A few days ago, though, our toilet started running. Upon taking it apart (see step #1 above) I saw that one of the rubber seals had partially disintegrated. This is where I could have called a plummer, but rather than spending $150 on a $7 problem, I went to Home Depot and bought a toilet repair kit. When I got home, I searched for “Toilet Repair” on Google and found this:



Pfft. Simple. I mean, I have a Ph.D. I can figure this out, right?

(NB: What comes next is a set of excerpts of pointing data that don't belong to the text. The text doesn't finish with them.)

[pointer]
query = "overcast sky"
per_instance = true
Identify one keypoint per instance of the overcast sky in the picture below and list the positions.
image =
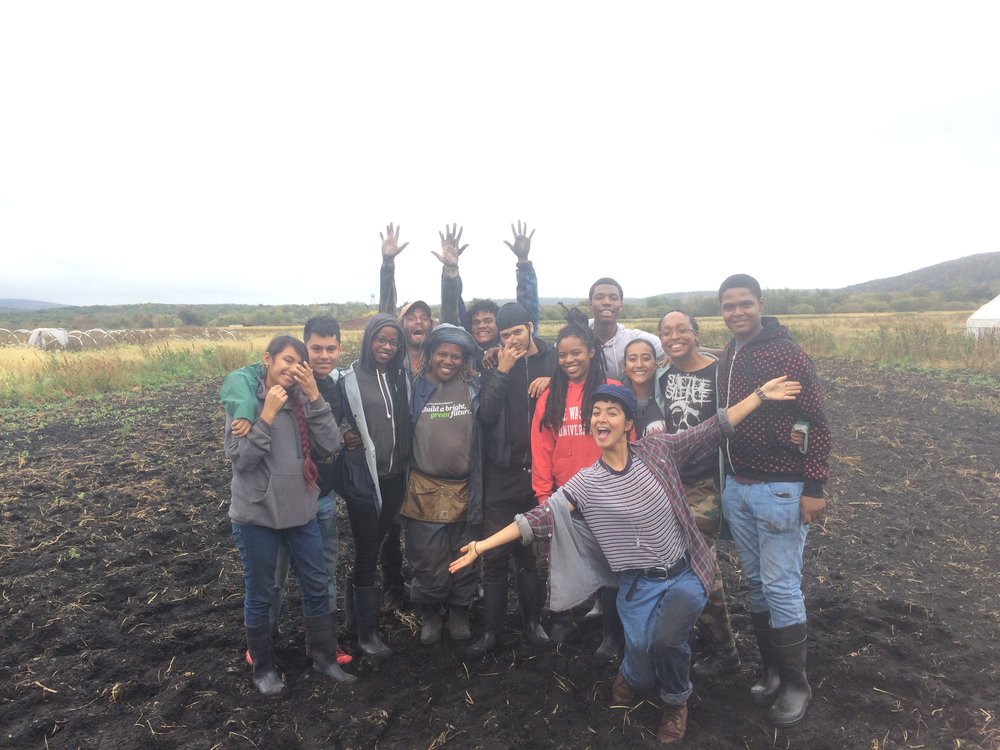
(192, 152)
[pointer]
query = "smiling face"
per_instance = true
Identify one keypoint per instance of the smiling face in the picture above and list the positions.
(385, 342)
(640, 362)
(608, 424)
(446, 362)
(282, 367)
(416, 325)
(324, 354)
(679, 339)
(574, 358)
(605, 303)
(518, 336)
(741, 312)
(484, 327)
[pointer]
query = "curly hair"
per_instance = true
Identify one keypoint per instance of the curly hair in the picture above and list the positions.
(555, 405)
(309, 469)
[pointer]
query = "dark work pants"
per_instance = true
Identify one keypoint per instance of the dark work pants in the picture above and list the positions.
(506, 492)
(369, 527)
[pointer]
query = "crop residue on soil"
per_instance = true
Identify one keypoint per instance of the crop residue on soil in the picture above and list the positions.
(122, 600)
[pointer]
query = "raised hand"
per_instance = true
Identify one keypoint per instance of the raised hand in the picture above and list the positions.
(307, 380)
(522, 241)
(450, 248)
(240, 427)
(390, 243)
(273, 401)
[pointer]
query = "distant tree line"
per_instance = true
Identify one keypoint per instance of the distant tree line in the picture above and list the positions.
(960, 295)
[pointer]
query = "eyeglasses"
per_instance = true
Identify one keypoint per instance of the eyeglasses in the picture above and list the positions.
(668, 332)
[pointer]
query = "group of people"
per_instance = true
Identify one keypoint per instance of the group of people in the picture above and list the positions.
(601, 465)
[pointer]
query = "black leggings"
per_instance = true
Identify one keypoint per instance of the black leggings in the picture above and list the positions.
(369, 527)
(507, 492)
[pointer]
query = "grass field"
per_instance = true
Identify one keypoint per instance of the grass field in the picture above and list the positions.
(33, 377)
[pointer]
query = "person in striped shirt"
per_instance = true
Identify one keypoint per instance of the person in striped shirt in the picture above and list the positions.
(637, 533)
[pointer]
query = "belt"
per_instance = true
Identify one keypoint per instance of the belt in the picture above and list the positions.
(665, 573)
(660, 572)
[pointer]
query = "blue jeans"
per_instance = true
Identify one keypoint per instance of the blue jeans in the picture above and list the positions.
(658, 622)
(258, 546)
(769, 536)
(326, 517)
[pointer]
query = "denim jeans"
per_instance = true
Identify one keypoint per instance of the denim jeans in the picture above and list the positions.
(326, 517)
(769, 537)
(258, 546)
(658, 622)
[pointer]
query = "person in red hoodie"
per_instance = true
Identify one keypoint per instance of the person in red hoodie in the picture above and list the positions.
(560, 446)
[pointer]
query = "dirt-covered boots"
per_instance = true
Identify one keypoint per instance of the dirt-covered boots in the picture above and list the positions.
(366, 613)
(793, 697)
(530, 599)
(458, 622)
(265, 675)
(673, 724)
(321, 641)
(765, 689)
(431, 623)
(613, 643)
(494, 609)
(561, 626)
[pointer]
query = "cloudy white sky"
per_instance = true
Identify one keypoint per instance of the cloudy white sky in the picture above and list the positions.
(206, 151)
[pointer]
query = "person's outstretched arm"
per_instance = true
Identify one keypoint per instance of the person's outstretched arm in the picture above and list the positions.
(452, 305)
(527, 282)
(387, 276)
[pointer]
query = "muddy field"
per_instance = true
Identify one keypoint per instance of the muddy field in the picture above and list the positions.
(121, 600)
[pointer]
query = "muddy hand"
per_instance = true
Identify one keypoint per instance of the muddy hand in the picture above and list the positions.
(465, 560)
(522, 241)
(781, 389)
(390, 243)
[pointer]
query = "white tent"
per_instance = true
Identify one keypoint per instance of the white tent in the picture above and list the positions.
(46, 337)
(986, 320)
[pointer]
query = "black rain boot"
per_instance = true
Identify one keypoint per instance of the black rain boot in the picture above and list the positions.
(458, 622)
(531, 598)
(394, 597)
(265, 675)
(321, 643)
(350, 620)
(765, 689)
(366, 611)
(794, 695)
(561, 626)
(431, 623)
(613, 644)
(494, 609)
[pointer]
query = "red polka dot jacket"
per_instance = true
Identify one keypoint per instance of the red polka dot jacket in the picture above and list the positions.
(762, 449)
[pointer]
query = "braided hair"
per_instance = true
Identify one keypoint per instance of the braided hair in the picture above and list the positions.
(555, 405)
(297, 399)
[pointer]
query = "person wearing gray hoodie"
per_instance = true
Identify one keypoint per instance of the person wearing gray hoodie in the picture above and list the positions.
(273, 505)
(374, 396)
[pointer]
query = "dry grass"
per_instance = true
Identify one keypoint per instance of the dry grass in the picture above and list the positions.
(30, 376)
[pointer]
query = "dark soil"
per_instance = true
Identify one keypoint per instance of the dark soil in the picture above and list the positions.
(121, 600)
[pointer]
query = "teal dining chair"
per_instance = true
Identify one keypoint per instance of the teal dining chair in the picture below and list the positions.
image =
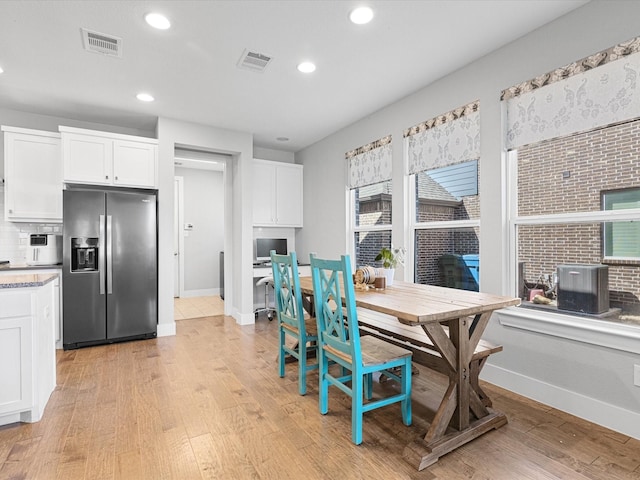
(291, 318)
(339, 341)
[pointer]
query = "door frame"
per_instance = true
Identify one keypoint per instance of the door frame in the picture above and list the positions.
(178, 237)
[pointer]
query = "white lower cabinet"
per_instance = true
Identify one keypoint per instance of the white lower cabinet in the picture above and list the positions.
(27, 352)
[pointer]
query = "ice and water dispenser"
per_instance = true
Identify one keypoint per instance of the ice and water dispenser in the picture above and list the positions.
(84, 254)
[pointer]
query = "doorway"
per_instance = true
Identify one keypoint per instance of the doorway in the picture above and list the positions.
(199, 195)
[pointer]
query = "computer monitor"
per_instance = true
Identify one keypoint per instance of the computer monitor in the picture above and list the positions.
(265, 245)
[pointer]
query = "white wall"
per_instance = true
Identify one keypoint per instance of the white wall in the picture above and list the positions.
(204, 209)
(588, 380)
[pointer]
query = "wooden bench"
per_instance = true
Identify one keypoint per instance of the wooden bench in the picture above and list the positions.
(388, 328)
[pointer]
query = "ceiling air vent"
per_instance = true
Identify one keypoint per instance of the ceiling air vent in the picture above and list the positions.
(102, 43)
(254, 61)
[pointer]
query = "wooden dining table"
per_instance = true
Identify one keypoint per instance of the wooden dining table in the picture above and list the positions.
(454, 320)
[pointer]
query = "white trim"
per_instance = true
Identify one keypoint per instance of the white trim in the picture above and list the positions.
(450, 224)
(178, 231)
(603, 333)
(610, 416)
(372, 228)
(580, 217)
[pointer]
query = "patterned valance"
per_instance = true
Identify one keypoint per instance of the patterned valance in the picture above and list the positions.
(447, 139)
(369, 164)
(599, 90)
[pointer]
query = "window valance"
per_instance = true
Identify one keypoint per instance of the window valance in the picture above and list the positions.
(599, 90)
(369, 164)
(447, 139)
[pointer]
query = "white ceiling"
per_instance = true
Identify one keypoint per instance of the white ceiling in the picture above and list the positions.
(191, 68)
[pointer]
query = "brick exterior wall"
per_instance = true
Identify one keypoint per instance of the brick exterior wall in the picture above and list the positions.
(569, 175)
(372, 210)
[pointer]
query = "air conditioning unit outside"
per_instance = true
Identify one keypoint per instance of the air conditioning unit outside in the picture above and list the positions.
(583, 288)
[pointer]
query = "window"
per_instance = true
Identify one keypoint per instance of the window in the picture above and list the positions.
(372, 221)
(621, 240)
(370, 195)
(573, 137)
(443, 160)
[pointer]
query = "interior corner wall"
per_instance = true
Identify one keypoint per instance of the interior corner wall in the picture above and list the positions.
(238, 214)
(596, 26)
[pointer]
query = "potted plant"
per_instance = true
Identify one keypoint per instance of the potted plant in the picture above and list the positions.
(390, 258)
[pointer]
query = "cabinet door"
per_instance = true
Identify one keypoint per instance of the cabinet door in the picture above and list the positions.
(264, 195)
(87, 159)
(134, 164)
(289, 195)
(16, 366)
(33, 177)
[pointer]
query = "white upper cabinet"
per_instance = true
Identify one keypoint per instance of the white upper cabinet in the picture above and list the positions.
(277, 194)
(101, 158)
(33, 175)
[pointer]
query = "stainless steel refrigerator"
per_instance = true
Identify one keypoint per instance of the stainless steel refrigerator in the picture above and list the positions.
(110, 266)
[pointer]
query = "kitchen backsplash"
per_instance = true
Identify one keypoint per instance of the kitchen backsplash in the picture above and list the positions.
(14, 237)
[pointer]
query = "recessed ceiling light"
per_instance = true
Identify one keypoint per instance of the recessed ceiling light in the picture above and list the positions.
(157, 20)
(145, 97)
(361, 15)
(307, 67)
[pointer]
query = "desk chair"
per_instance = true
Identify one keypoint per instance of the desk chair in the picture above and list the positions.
(291, 319)
(339, 340)
(267, 282)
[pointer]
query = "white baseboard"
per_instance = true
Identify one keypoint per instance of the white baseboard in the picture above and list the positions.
(593, 410)
(167, 329)
(205, 292)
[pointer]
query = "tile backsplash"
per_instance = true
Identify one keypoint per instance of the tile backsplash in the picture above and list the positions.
(14, 236)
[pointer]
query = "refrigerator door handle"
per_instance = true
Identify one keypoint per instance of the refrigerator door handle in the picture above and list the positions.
(109, 256)
(101, 252)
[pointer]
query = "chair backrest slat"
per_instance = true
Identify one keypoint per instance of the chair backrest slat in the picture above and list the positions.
(335, 329)
(286, 282)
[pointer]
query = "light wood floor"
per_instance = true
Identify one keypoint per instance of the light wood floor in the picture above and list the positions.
(208, 403)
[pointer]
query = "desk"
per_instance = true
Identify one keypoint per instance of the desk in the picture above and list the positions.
(263, 271)
(461, 415)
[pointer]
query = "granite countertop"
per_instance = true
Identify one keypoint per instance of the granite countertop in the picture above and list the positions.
(26, 280)
(15, 267)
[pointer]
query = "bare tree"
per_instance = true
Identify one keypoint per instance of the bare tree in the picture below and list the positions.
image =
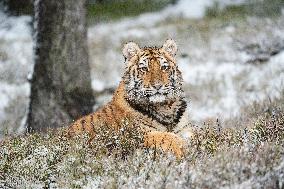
(61, 84)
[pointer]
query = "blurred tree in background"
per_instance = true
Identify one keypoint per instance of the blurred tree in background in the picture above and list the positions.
(18, 7)
(61, 83)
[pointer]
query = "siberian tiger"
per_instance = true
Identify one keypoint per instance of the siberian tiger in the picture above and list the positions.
(150, 94)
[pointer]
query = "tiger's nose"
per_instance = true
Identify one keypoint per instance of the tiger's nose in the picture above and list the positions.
(157, 85)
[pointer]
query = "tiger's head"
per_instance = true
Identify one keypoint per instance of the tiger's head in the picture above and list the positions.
(152, 74)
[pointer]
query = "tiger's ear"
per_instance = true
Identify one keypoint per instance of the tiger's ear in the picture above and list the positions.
(170, 47)
(130, 49)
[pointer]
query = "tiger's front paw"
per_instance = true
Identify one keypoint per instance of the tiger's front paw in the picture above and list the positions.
(166, 141)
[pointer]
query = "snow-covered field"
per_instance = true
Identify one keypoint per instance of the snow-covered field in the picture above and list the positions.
(219, 60)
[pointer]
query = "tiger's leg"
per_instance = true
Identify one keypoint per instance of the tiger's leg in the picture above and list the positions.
(166, 141)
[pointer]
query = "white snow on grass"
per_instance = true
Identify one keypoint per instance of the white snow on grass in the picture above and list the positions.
(218, 81)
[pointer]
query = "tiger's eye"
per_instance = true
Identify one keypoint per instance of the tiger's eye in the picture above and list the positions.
(165, 67)
(144, 68)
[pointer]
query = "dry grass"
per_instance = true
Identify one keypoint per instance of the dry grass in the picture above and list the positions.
(249, 156)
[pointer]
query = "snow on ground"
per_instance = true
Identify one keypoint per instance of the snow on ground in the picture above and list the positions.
(218, 79)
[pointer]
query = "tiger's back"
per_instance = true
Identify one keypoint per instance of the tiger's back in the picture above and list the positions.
(150, 95)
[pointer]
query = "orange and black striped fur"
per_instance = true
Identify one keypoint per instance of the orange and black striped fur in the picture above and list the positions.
(150, 95)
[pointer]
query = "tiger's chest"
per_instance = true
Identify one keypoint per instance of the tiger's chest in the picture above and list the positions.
(161, 117)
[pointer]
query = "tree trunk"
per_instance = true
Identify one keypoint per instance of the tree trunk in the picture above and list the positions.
(61, 83)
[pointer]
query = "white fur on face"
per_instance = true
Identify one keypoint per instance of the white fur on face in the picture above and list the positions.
(157, 98)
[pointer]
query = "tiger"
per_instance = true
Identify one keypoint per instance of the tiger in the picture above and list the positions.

So I got my tool box and started taking things apart. Here’s something handy I learned: Turn OFF the water source before you get started. After I learned that lesson, things …um, escalated. I quickly found that to get to the one thing I wanted to replace, I’d have to take three other things apart so I could disassemble another thing so that I could reach the first thing. About 10 minutes later, this is what my toilet looked like:



Yeah, this was a deeper foray into the realm of home repair than I expected, and at this point Ger was getting kind of worried. I think she had images of my banging on things with hammers and getting a torrent of water in the face while Lucy and Ethel ran around in the background stuffing chocolates down their shirts. I eventually had every piece of the toilet separated from every other possible piece, creating a porcelain jigsaw puzzle that I quickly lost track of.

Finally, though, I replaced the parts that needed it, including the one for which I had substituted a trash bag zip-tie a few weeks earlier. I reassembled the toilet, filled the tank, and flushed it.

You can probably guess what happened. Water. Everywhere. Squirting out of the toilet from some unknown orifice. I’m just glad I didn’t decide to go with a more shall we say “realistic” test of the toilet’s functions.

After a bit of mopping up and disassembling and refitting seals and reassembling, things were finally set right. It flushed with no leakage and I marched into the other room so I could announce to Geralyn that she was now able to flush her bodily waste with confidence. She just kind of rolled her eyes as she often does, but I was too high on my own handy self and came in here to write this post.

A few minutes after I started, Geralyn came in, a kind of “gee I hate to tell you this” look on her face. The toilet wasn’t leaking, but it was still running. It was, in other words, still doing that little annoying thing that had set me down this soggy path in the first place.

So, anyway. Anyone know a good plumber?